I put the data files in a directory ./s_dump/temp_bin/data which is referenced from the directory where I have the source code. I modified the tsd_const_v4.cuh file so that each of the (6) filenames had an additional “.”, like so:
#define in_arr_dump_filenameissAn "./s_dump/temp_bin/data/issn.txt"
I put all source and header files in the same directory. I built the code like so:
nvcc -o test -lineinfo -g -G algo_main_aux.cpp algo_main_funct.cpp krnlA.cu krnlB.cu krnlC.cu mainA.cu mainB.cu tsd_main_com.cu
When I run the code, it seg faults.
If I set that breakpoint in mainA.cu, it is not hit. Line 102 of mainA.cu appears to be this:
if (lint == 1000) // this is line 102
lint = 0;
Here is my cuda-gdb session:
$ cuda-gdb ./test
NVIDIA (R) CUDA Debugger
Portions Copyright (C) 2007-2015 NVIDIA Corporation
GNU gdb (GDB) 7.6.2
Copyright (C) 2013 Free Software Foundation, Inc.
License GPLv3+: GNU GPL version 3 or later <http://gnu.org/licenses/gpl.html>
This is free software: you are free to change and redistribute it.
There is NO WARRANTY, to the extent permitted by law. Type "show copying"
and "show warranty" for details.
This GDB was configured as "x86_64-unknown-linux-gnu".

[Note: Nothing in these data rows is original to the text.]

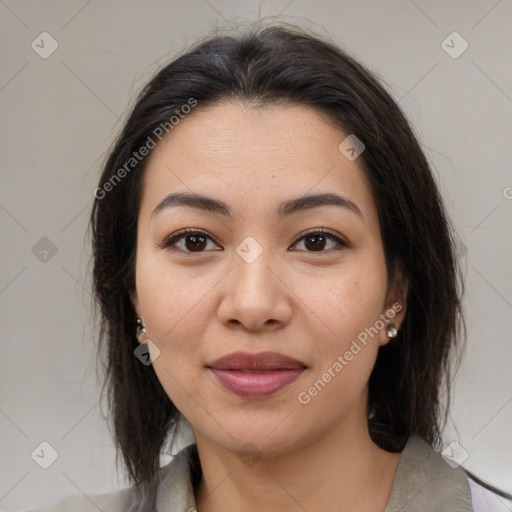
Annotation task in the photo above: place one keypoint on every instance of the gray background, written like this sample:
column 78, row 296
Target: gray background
column 59, row 117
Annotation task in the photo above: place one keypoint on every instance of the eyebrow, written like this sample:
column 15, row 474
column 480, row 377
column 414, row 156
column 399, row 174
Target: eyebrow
column 284, row 209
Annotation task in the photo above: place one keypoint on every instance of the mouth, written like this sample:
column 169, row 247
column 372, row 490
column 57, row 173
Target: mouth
column 256, row 375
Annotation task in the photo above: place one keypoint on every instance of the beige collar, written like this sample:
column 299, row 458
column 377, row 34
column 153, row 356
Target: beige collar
column 424, row 482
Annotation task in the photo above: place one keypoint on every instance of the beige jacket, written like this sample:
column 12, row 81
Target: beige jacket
column 424, row 482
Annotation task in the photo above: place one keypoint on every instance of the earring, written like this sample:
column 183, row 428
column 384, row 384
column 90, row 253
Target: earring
column 391, row 331
column 141, row 331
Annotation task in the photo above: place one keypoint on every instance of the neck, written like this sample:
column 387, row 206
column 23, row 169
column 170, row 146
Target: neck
column 333, row 473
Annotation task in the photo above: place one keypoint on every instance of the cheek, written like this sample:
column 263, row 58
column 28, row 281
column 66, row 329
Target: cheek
column 339, row 305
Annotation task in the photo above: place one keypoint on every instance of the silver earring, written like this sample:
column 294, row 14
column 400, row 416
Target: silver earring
column 141, row 331
column 391, row 331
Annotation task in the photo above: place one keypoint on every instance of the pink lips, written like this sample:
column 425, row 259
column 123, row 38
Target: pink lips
column 256, row 375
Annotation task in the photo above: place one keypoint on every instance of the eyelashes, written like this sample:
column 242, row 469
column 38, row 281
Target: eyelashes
column 200, row 240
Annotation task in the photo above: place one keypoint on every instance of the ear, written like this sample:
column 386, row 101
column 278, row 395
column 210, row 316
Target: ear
column 134, row 297
column 395, row 305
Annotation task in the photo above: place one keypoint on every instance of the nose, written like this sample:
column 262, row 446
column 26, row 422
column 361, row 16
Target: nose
column 255, row 296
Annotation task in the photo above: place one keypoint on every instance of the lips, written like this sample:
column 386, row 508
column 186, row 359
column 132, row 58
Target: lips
column 255, row 375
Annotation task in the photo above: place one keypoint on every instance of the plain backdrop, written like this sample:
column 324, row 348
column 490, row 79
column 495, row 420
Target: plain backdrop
column 59, row 116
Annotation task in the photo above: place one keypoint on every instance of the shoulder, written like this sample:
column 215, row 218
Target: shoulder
column 117, row 501
column 485, row 500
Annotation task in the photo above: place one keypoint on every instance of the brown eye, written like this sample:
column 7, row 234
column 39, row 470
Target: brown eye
column 316, row 241
column 188, row 241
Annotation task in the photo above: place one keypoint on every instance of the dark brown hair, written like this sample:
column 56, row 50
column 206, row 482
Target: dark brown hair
column 275, row 65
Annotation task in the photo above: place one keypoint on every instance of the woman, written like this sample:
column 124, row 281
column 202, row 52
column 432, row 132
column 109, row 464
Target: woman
column 273, row 263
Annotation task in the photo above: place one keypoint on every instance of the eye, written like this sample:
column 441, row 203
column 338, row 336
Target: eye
column 318, row 239
column 194, row 241
column 188, row 240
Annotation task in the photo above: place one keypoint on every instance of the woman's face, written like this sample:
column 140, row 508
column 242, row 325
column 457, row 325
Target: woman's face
column 260, row 278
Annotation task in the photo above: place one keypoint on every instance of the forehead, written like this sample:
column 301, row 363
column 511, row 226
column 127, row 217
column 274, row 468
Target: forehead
column 247, row 156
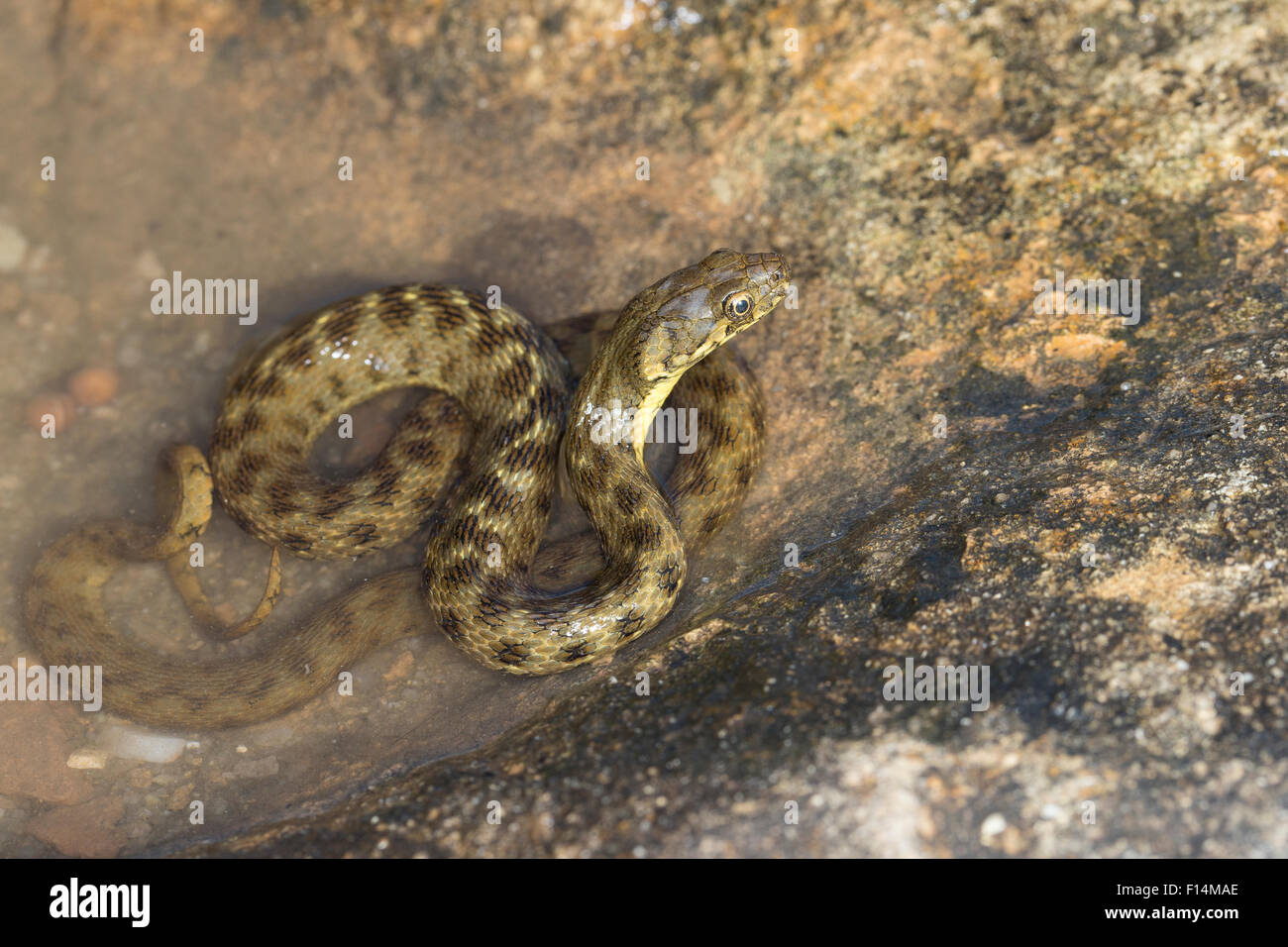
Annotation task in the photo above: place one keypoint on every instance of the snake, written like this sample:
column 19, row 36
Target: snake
column 513, row 410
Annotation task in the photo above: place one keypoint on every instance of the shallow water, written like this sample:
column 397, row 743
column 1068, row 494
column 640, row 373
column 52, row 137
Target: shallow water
column 224, row 165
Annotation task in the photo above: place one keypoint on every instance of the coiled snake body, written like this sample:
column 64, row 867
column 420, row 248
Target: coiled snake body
column 515, row 390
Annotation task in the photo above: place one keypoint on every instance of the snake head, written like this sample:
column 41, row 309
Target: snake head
column 682, row 318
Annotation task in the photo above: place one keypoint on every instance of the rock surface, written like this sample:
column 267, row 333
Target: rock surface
column 1090, row 504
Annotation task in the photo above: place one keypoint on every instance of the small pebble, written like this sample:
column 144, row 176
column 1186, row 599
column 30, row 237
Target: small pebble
column 58, row 405
column 93, row 386
column 88, row 758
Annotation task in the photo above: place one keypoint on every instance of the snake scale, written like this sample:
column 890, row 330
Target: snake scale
column 511, row 386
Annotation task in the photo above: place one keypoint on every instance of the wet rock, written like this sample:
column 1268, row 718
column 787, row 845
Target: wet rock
column 88, row 830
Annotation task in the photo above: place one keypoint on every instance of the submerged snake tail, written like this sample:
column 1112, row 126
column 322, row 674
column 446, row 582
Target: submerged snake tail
column 507, row 381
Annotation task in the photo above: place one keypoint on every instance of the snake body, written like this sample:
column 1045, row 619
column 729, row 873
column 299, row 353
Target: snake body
column 509, row 382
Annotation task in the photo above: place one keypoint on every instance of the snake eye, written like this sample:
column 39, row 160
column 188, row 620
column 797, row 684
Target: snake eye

For bug reporting instructions, please see:
Reading symbols from /home/bob/misc/junk1/V1/test...done.
(cuda-gdb) break mainA.cu:102
Breakpoint 1 at 0x406315: file mainA.cu, line 102.
Starting program: /home/bob/misc/junk1/V1/./test
[Thread debugging using libthread_db enabled]
Using host libthread_db library "/lib64/libthread_db.so.1".
[New Thread 0x7ffff701c700 (LWP 4402)]
[New Thread 0x7ffff5beb700 (LWP 4403)]
Program received signal SIGSEGV, Segmentation fault.
0x000000319b28040c in free () from /lib64/libc.so.6
I tried an absolute path instead of a relative path for the filenames, and it still seg faults. It seems to seg fault in the data loading area. It seems to be segfaulting on the read of sol.txt, which is the last of the files to be read. It reads the file for some time but eventually seg faults within tsd_dbl_arr_read_from_file.
The seg fault occurs upon executing the ifile.close() statement at the end of tsd_dbl_arr_read_from_file when reading the last file (sol.txt).
Running your code with valgrind provides, in part, this useful output:
==4825== Invalid write of size 8
==4825== at 0x403804: tsd_dbl_arr_read_from_file(int&, double*, char const*) (algo_main_aux.cpp:207)
==4825== by 0x4083D4: tsd_read_input_arr_from_file(TSD_data*, CUstream_st*) (mainA.cu:828)
==4825== by 0x4060EA: main (mainA.cu:35)
After reviewing your tsd_dbl_arr_read_from_file function, it seems that it has no range checking. It will continue to read input elements, possibly writing beyond the end of the input buffer. This seems to be what is happening. Instrumenting the code to print out the allocated size for the buffer:
tsd_data->h_base_comb = new double[tsd_data->coeff_cnt];
printf("coeff_cnt: %d\n", tsd_data->coeff_cnt);
yields an output of 49 (according to my observation). Whereas the actual cnt value after the function (tsd_dbl_arr_read_from_file) is complete yields a value of 210 for the given file (sol.txt). The 210 number appears to be in agreement with the number of doubles in sol.txt
Due to this overrun of the buffer, I believe some form of data corruption is occurring, and I believe this data corruption is the proximal reason for the seg fault on ifile.close().